Numbers and optional fields
The complimentary part to string outputs is number fields. I often use these to give a score, or confidence measure for the LLM. The schema below is a more robust way of handling sentiment classification:
{
"type": "object",
"properties": {
"sentiment": {
"type": "string",
"description": "The classified sentiment.",
"enum": ["positive", "negative", "neutral"]
},
"confidence_score": {
"type": "number",
"description": "The model's confidence in the classification (0.0 to 1.0).",
"minimum": 0,
"maximum": 1
},
"rationale": {
"type": "string",
"description": "Brief explanation or keywords supporting the sentiment."
}
},
"required": ["sentiment", "confidence_score"]
}
We ask for categorical sentiment similar to multiple choice as before but also a confidence score. The rationale
field is optional and can be used to provide additional information about the classification. This is useful for applications where you want to provide more context or explanation for the classification. Turns out, LLMs are relatively good at giving some explanation for their outputs if you ask them to. However, take this with a grain of salt as it doesn’t mean that’s how the LLM actually classified the text. There is still ongoing research under the umbrella of mechanistic interpretability of LLMs and how they actually arrive at their outputs.

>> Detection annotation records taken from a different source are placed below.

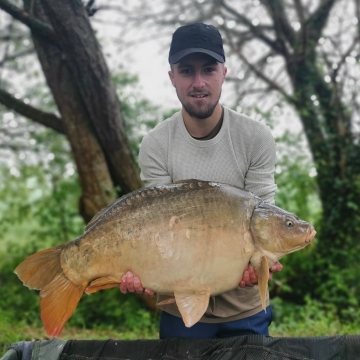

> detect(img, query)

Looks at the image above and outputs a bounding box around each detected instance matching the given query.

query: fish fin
[14,244,65,290]
[171,179,199,184]
[174,291,210,327]
[85,276,121,294]
[15,244,86,336]
[85,204,113,231]
[255,256,269,311]
[40,273,86,337]
[157,298,176,306]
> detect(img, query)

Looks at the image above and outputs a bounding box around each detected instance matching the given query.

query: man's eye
[205,67,215,73]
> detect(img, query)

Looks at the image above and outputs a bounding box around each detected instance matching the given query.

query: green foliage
[269,297,360,337]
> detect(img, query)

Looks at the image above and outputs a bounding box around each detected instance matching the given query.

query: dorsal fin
[85,204,113,231]
[172,179,204,184]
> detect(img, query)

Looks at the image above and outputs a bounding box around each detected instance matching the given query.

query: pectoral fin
[158,298,175,306]
[174,291,210,327]
[255,256,269,311]
[85,276,121,294]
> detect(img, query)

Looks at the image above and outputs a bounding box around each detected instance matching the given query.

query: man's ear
[168,70,175,87]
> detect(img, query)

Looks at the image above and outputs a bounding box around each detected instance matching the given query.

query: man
[120,23,282,338]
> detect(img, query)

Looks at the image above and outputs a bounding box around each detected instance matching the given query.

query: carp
[15,180,316,337]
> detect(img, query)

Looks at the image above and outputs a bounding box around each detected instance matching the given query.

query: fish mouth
[305,225,316,244]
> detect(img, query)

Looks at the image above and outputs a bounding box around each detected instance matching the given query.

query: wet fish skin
[15,180,315,336]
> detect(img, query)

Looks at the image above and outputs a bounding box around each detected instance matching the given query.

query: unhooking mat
[0,335,360,360]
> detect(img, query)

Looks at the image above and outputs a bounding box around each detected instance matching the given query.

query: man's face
[169,53,227,119]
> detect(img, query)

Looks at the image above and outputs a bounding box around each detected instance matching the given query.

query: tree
[0,0,142,222]
[109,0,360,314]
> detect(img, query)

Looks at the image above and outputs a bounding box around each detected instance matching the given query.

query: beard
[178,89,221,119]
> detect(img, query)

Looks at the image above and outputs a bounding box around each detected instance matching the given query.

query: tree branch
[0,89,65,134]
[225,30,292,103]
[217,0,284,55]
[304,0,336,44]
[0,0,59,46]
[260,0,296,47]
[0,47,34,66]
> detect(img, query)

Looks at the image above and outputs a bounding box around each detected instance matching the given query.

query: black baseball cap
[169,23,225,64]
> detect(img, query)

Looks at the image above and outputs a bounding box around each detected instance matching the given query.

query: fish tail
[15,244,86,337]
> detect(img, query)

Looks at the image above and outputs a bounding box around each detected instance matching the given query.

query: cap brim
[169,48,225,64]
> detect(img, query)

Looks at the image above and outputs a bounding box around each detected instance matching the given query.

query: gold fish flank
[15,180,316,336]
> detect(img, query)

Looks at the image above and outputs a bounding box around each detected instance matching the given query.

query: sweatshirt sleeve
[139,132,172,186]
[245,123,277,204]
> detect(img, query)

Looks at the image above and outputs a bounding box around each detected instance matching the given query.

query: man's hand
[239,262,282,288]
[120,271,155,295]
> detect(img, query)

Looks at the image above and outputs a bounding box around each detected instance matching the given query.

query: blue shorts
[160,306,272,339]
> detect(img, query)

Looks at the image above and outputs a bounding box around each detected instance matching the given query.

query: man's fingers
[270,262,283,272]
[120,271,155,296]
[125,271,135,292]
[144,289,155,296]
[133,276,144,293]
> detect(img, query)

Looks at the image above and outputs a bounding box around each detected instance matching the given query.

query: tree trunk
[37,0,143,194]
[25,1,116,222]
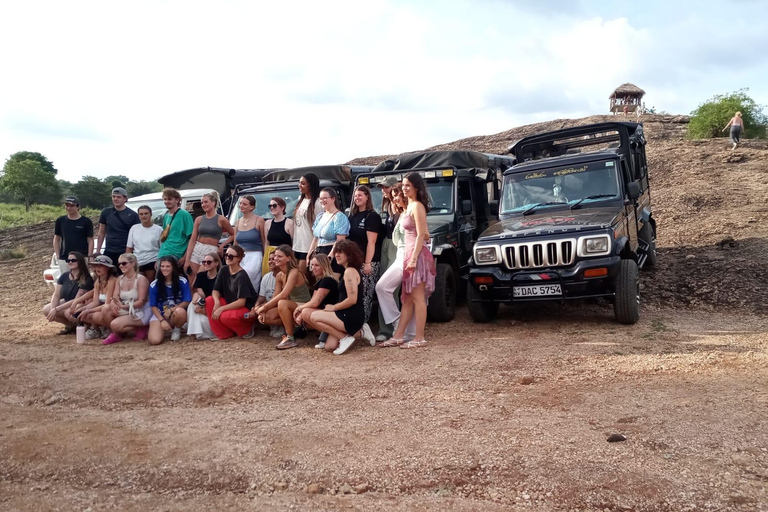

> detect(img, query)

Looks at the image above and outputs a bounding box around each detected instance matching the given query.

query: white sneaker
[361,324,376,346]
[333,336,355,356]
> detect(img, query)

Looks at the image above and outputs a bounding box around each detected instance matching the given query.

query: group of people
[43,173,436,355]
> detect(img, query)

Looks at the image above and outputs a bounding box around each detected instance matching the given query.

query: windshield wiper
[571,194,616,210]
[523,201,568,215]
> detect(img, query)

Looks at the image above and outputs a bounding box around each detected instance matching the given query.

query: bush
[688,89,768,139]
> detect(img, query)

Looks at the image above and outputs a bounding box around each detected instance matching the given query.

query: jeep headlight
[579,235,611,256]
[475,246,499,265]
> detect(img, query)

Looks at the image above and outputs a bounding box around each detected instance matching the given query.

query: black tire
[613,260,640,324]
[467,283,499,324]
[638,222,658,269]
[427,263,456,322]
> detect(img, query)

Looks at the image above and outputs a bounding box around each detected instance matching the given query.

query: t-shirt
[315,276,339,309]
[349,210,384,262]
[53,215,93,259]
[56,272,93,302]
[125,224,163,266]
[149,275,192,314]
[259,272,277,301]
[99,206,141,254]
[157,209,195,260]
[195,270,218,297]
[213,267,257,309]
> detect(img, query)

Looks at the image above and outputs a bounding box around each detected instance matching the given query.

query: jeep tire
[427,263,456,322]
[613,260,640,324]
[467,283,499,324]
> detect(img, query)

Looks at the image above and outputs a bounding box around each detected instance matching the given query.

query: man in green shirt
[157,188,195,268]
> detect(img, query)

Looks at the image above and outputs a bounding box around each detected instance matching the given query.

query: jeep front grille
[504,239,576,269]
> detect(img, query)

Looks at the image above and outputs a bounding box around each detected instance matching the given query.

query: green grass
[0,203,100,229]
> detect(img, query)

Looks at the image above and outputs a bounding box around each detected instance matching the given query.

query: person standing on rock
[723,112,744,151]
[53,196,93,275]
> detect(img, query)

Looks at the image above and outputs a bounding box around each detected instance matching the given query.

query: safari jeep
[467,122,656,324]
[356,151,512,322]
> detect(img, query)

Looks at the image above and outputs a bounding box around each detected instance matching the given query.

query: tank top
[267,219,293,247]
[235,228,264,251]
[197,215,223,240]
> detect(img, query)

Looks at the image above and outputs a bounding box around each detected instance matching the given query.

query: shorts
[189,242,219,265]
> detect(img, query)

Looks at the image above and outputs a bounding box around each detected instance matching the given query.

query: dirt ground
[0,117,768,511]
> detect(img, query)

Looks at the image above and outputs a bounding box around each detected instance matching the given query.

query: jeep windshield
[499,160,620,215]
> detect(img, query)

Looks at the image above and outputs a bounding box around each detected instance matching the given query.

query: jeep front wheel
[467,283,499,324]
[427,263,456,322]
[613,260,640,324]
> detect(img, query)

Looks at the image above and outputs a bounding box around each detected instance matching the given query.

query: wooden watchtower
[608,83,645,115]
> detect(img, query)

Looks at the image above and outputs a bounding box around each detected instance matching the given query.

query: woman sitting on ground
[78,254,117,340]
[310,240,376,355]
[293,254,339,348]
[205,245,256,340]
[102,253,152,345]
[187,250,221,340]
[43,252,93,334]
[254,245,311,350]
[149,255,192,345]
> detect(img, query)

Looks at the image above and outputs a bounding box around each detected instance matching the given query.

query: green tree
[0,159,61,211]
[72,176,112,208]
[688,89,768,139]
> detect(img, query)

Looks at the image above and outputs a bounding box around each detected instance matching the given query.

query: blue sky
[0,0,768,181]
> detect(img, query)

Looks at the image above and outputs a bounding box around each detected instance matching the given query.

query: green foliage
[688,89,768,139]
[0,203,101,230]
[0,158,61,211]
[72,176,112,208]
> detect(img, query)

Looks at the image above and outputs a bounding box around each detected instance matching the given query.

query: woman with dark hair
[205,245,258,340]
[149,256,192,345]
[292,172,321,274]
[187,250,221,340]
[349,185,382,322]
[389,172,437,348]
[261,196,293,276]
[309,187,349,277]
[254,245,311,350]
[43,251,93,334]
[310,240,376,356]
[232,196,267,293]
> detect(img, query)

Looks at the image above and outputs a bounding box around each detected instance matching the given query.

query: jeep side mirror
[627,181,640,201]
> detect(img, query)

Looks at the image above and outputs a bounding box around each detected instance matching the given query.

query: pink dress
[400,213,437,299]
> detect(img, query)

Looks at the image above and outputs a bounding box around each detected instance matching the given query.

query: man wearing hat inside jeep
[93,187,141,268]
[53,195,93,274]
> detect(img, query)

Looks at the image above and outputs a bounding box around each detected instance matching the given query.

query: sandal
[400,340,427,348]
[376,338,405,348]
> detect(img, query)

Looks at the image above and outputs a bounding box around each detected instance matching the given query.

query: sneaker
[101,332,123,345]
[360,324,376,346]
[333,336,355,356]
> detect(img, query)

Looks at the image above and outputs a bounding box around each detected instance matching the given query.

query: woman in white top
[125,205,163,282]
[293,172,322,277]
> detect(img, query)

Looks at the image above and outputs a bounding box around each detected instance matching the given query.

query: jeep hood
[480,208,617,240]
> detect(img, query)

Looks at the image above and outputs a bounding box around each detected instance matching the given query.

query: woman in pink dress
[392,172,437,348]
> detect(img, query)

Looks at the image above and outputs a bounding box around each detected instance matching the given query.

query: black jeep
[356,151,512,322]
[467,123,656,324]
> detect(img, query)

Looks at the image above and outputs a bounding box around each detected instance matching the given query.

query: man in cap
[93,187,141,268]
[53,195,93,274]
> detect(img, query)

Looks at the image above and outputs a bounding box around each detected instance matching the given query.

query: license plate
[512,284,563,298]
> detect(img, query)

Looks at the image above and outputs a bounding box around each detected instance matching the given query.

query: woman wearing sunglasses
[205,245,257,340]
[102,253,152,345]
[187,250,221,340]
[261,197,293,276]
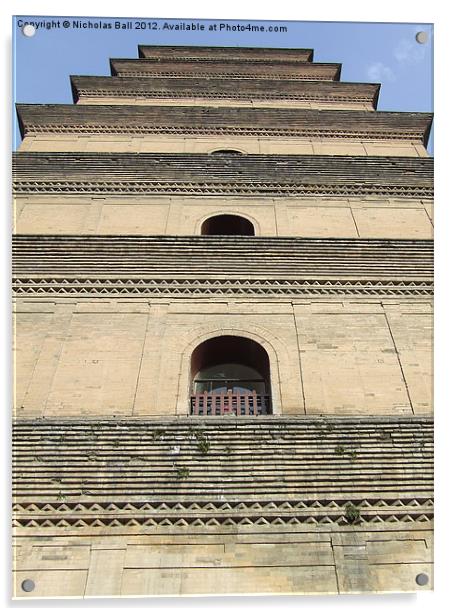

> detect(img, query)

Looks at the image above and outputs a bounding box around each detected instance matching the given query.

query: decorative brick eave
[13,152,433,199]
[17,104,432,145]
[13,235,433,298]
[110,58,341,81]
[13,416,433,532]
[138,45,314,63]
[71,75,380,109]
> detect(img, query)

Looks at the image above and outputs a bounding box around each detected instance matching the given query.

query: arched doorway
[210,148,244,156]
[190,336,271,416]
[201,214,255,235]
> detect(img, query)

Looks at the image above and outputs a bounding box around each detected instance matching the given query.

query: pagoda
[13,45,433,598]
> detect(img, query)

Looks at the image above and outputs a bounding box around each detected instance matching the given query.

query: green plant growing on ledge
[176,466,190,479]
[334,445,358,462]
[196,432,210,455]
[152,429,165,441]
[345,503,361,524]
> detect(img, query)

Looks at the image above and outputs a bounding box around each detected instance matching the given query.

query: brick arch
[209,146,248,156]
[177,327,289,415]
[195,207,261,237]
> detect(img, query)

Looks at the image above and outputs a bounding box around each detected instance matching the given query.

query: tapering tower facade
[13,46,432,597]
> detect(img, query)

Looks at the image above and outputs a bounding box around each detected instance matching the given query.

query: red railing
[190,391,271,416]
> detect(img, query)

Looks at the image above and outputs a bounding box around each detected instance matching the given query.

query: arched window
[201,214,255,235]
[211,149,244,154]
[190,336,271,416]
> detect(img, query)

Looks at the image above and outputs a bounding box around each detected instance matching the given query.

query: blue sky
[13,16,433,151]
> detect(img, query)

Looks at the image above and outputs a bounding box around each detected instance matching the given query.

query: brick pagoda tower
[13,46,432,598]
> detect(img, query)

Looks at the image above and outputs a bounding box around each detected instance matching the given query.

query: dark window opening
[190,336,271,416]
[201,214,255,235]
[211,150,243,155]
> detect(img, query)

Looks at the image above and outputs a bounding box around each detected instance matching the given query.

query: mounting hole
[22,24,36,36]
[416,573,428,586]
[416,30,428,45]
[21,580,35,592]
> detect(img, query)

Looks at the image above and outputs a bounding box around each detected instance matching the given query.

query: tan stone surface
[14,568,88,599]
[15,523,433,598]
[15,195,432,239]
[12,299,432,416]
[295,308,412,415]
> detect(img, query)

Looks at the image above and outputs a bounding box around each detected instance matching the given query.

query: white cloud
[367,62,396,82]
[394,37,427,65]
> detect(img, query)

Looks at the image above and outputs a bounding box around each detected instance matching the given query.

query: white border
[0,0,452,616]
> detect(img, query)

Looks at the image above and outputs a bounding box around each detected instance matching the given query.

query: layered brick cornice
[13,152,433,199]
[138,45,314,63]
[13,416,433,532]
[110,58,341,81]
[71,75,380,108]
[17,105,432,145]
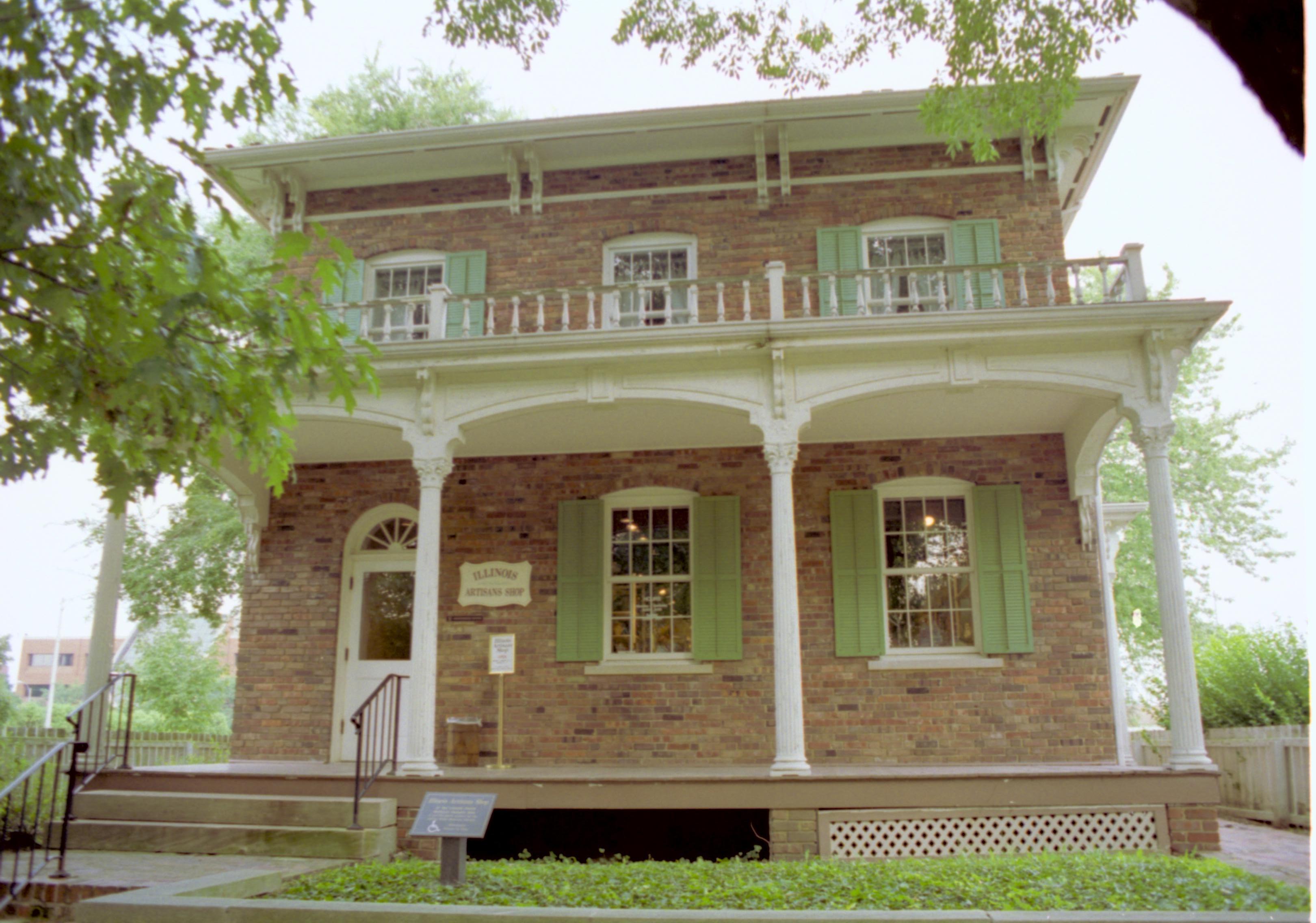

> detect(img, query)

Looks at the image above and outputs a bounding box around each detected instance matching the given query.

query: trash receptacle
[448,718,481,767]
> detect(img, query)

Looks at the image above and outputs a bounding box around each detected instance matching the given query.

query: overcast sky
[0,0,1316,668]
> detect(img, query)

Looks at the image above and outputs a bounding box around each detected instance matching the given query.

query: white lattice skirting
[818,805,1170,858]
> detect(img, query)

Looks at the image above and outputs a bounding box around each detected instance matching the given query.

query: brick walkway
[1207,819,1312,888]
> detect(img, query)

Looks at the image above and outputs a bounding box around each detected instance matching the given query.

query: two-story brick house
[90,78,1225,856]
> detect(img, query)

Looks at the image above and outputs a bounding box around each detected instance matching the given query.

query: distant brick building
[15,638,124,698]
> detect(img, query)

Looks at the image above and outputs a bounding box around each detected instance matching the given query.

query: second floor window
[863,221,953,313]
[603,234,696,327]
[366,250,445,342]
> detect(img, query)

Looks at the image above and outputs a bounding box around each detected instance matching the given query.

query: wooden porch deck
[92,761,1220,810]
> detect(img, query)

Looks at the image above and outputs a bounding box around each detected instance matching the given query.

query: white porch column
[397,456,453,776]
[84,510,128,697]
[1095,494,1147,767]
[1133,424,1215,769]
[763,442,810,776]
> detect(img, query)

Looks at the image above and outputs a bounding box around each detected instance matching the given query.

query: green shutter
[324,259,366,343]
[691,497,741,660]
[950,218,1000,310]
[557,499,604,660]
[444,250,486,339]
[974,484,1033,653]
[817,227,863,317]
[832,491,887,657]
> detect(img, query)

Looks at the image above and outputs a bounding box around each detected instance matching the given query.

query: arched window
[603,231,699,327]
[859,217,952,313]
[364,250,445,342]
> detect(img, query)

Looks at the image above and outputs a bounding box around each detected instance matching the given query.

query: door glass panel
[361,571,416,660]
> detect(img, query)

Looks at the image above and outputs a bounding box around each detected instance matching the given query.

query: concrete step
[55,818,397,858]
[74,789,397,836]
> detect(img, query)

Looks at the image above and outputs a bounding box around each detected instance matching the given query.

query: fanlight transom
[361,517,416,551]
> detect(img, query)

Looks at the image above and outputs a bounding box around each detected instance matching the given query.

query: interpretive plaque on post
[411,791,498,885]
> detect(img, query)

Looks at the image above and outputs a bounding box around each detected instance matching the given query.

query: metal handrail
[0,673,137,911]
[347,673,408,830]
[65,673,137,789]
[0,740,76,910]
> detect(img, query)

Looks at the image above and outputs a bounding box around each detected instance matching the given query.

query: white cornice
[204,76,1137,230]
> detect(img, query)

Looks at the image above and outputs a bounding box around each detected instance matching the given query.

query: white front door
[338,560,416,760]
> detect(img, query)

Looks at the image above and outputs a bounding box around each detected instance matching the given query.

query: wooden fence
[1130,724,1312,828]
[0,727,229,768]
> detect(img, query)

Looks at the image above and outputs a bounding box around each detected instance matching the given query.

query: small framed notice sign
[489,635,516,676]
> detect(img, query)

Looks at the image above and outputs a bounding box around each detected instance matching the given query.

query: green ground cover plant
[271,853,1311,911]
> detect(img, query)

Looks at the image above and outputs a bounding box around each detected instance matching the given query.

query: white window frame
[361,250,448,342]
[603,231,699,326]
[870,477,979,667]
[859,216,955,311]
[600,486,699,665]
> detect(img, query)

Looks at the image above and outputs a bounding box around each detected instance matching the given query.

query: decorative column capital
[412,458,453,488]
[763,442,800,475]
[1129,424,1174,459]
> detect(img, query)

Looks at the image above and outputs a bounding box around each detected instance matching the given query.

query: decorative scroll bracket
[754,125,768,209]
[506,149,521,214]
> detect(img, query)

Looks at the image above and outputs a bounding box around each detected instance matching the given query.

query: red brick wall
[293,141,1065,322]
[1166,805,1220,853]
[233,435,1113,765]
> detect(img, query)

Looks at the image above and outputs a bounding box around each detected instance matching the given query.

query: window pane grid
[612,247,690,327]
[867,231,952,308]
[882,496,974,650]
[368,263,444,342]
[609,506,692,653]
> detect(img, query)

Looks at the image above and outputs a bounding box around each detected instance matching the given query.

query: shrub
[1149,623,1312,727]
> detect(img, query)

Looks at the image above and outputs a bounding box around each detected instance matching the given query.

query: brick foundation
[233,435,1113,765]
[1166,805,1220,853]
[767,808,818,862]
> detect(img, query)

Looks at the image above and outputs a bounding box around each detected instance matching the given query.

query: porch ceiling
[294,388,1108,464]
[801,388,1099,442]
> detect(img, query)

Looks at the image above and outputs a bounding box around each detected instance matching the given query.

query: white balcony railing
[338,243,1146,343]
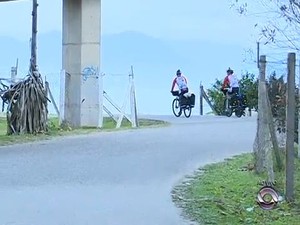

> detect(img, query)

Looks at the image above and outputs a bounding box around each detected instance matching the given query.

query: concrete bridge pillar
[62,0,103,127]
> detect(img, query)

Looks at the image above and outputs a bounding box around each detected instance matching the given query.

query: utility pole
[256,42,260,69]
[200,82,203,116]
[286,53,296,202]
[297,58,300,159]
[30,0,38,72]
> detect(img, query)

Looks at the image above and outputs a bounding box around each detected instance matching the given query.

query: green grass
[173,154,300,225]
[0,117,168,146]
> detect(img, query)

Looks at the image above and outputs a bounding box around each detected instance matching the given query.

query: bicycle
[171,91,195,118]
[224,88,247,117]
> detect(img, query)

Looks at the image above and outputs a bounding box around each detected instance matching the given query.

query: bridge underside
[62,0,102,127]
[0,0,103,127]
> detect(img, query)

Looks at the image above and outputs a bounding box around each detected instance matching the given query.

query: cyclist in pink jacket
[171,70,189,103]
[171,70,189,95]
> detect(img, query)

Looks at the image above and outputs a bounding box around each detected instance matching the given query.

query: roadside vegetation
[172,154,300,225]
[0,117,168,146]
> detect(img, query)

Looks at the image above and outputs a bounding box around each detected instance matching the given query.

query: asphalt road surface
[0,116,256,225]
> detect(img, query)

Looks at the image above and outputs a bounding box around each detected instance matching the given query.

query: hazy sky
[0,0,256,45]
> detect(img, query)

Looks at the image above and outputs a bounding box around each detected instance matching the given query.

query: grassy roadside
[172,154,300,225]
[0,117,168,146]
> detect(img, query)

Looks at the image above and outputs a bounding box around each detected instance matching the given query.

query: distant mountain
[0,32,253,114]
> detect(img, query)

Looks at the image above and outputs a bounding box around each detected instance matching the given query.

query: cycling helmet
[226,67,233,74]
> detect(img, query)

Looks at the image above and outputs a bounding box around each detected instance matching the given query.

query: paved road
[0,116,256,225]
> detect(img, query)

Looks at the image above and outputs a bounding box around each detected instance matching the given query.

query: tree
[231,0,300,51]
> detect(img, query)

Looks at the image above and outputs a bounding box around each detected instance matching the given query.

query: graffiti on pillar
[82,66,99,81]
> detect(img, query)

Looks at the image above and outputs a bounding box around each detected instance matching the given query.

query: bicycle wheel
[172,98,182,117]
[183,105,192,118]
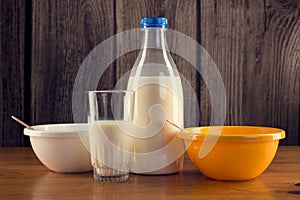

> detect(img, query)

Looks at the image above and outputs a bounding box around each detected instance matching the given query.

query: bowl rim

A sample output to the above schema with an appropiate prompt might be:
{
"sentiment": "positive",
"confidence_score": 0.85,
"rationale": "The text expresses a favorable opinion about the product."
}
Arrays, Lists, and Bullet Points
For asking the LLM to list something, we use arrays to create a bullet point list or placeholder. It works really well in practice as opposed to hoping the LLM will generate parsable bullet points. If the prompt asks for listing key points, or uses the keyword bullet points, often the schema gets used correctly. The example below is a simple schema that asks the LLM to return a summary and key points:
{
"type": "object",
"properties": {
"summary_text": {
"description": "A concise paragraph summarizing the input.",
"type": "string",
"minLength": 20
},
"key_points": {
"description": "A list of the most important points or takeaways.",
"type": "array",
"items": {
"type": "string"
},
"minItems": 1,
"maxItems": 5
}
},
"required": ["summary_text", "key_points"]
}
The key_points
field is an array of strings, which allows the LLM to return a list of items. This is useful for applications where you want to provide a summary or key points from a larger text. The minItems
and maxItems
constraints ensure that the list of key points is within a reasonable range and stops the LLM from rambling on. We tried this recently at Semafind with a news intelligence platform prototype and it worked really well giving factual key points from a contextual augmented news article.
Nested Fields
Finally, it can also be useful to further structure your output. This approach is common for scraping or extracting information from a larger text. For example, the below schema extracts two descriptions from a given text:
{
"type": "object",
"properties": {
"description": {
"type": "object",
"properties": {
"short": {
"type": "string",
"maxLength": 100
},
"long": {
"type": "string",
"minLength": 100,
"maxLength": 500
}
},
"required": ["short", "long"]
},
"title": {
"type": "string",
"maxLength": 50
}
},
"required": ["description", "title"]
}
which are handy for showing long and short form content. The description
field is an object itself with two properties: short
and long
, which allows you to provide different levels of detail. Notice the restrictions on the length of the strings. The more complex the schema, you either have to use a more powerful language model or as I mentioned earlier in the post, break it down into smaller parts.
Conclusion
JSON schemas are a powerful way to structure the output of LLMs but there is a limit after the extra constraints start to degrade the LLM performance. The examples above are a good starting point for structuring different types of outputs. You can mix and match them to create the schema you need. Don’t forget to test things before pushing anything out to production!